かねてからパイロット不足が指摘されてきた、日本の航空業界。すでに、ANA系の“和製LCC”であるピーチ・アビエーションとバニラエアは、機長不足を理由に大量欠航を出している。

複数の業界関係者が「(同じくLCCの)ジェットスター・ジャパンがかなりの好条件でライバルからパイロットを引き抜いている」と口をそろえるように、パイロット争奪戦は日に日に激しさを増している。

1日の会見でも、エアアジア・ジャパンの小田切義憲社長は、「他社で乗っている人を中心にリクルートする。が、それだけでは追いつかないので、操縦士の自社育成にも取り組んでいく」と言及。破格の条件を出して、査察操縦士や教官の確保に動いているものとみられる。

LCC初の羽田ハブ構想

エアアジアがその先に見据えるのは、先行する和製LCCがどこもなしえていない、羽田空港をハブ(拠点空港)にした国内線網の展開だ。小田切社長も「マーケットの大きさやインバウンド(訪日外国人)需要を考えると、東京は外せない。発着枠の問題があり、現状は空きスロットがないが、(いずれは)羽田空港を拠点に就航したい」と色気を隠さない。

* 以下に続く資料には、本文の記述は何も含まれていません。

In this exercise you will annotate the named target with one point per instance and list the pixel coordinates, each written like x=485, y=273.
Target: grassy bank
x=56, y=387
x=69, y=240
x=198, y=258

羽田空港の国内線発着枠は上限に達しており、現在利用できるのはJAL、ANA、スカイマーク、スターフライヤー、スカイネットアジア航空、AIRDO、日本トランスオーシャン航空に限られている。だが当てはある。これまで騒音を理由に認められてこなかった都心上空の飛行解禁に関する議論が始まったからだ。